Nine thousand college students, labor activists, and human rights advocates from across South Korea began to gather at the center of the port city of Busan July 9. They came to support a woman welder named Kim Jin-suk who has been staging a lone sit-in since January on top of a 115-foot shipyard crane. The demonstration became a 48-hour intermittent clash with riot police, who used clubs and fired tear gas liquid from water cannons to keep Kim’s supporters away.
Because of rows of police cordons, the protesters, who call themselves the Hope Riders, could not march about two miles to reach the shipyard of Hanjin Heavy Industries and Construction Co. (HHIC), where the 52-year-old Kim has been squatting to protest job cuts. She is now waging one of the most important fights of her life after spending much of it helping build the independent labor movement in South Korea. The Hope Riders have called another big rally for July 30.

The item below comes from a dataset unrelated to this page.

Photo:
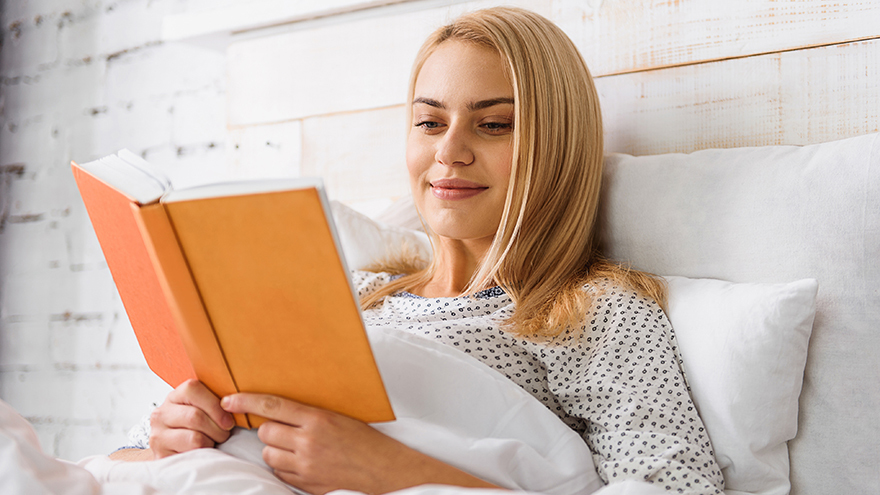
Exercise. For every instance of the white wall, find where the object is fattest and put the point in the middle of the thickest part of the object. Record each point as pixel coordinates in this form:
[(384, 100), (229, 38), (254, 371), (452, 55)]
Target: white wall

Death and fear of death are almost commonplace in the 30 years of the union movement at HHIC. In Salt Flower Trees, her memoir titled after the thick sweat salt stains on the gray Hanjin uniforms, Kim Jin-suk says that in the 1980s, so many workers died in industrial accidents that she had to spend most of her off hours attending funerals.
Things began to change in 1986, when Kim and Park Chang-su, another welder, organized a collective refusal to accept the rodent-infested lunchboxes provided by the company. Within a year they had formed an independent union.
In 1991, Park was found dead in the backyard of a hospital where he was being treated. The authoritarian Roh Tae-woo government of the time called his death a suicide, after a phalanx of police sledge-hammered their way through a wall of the mortuary and snatched Park’s body from his family.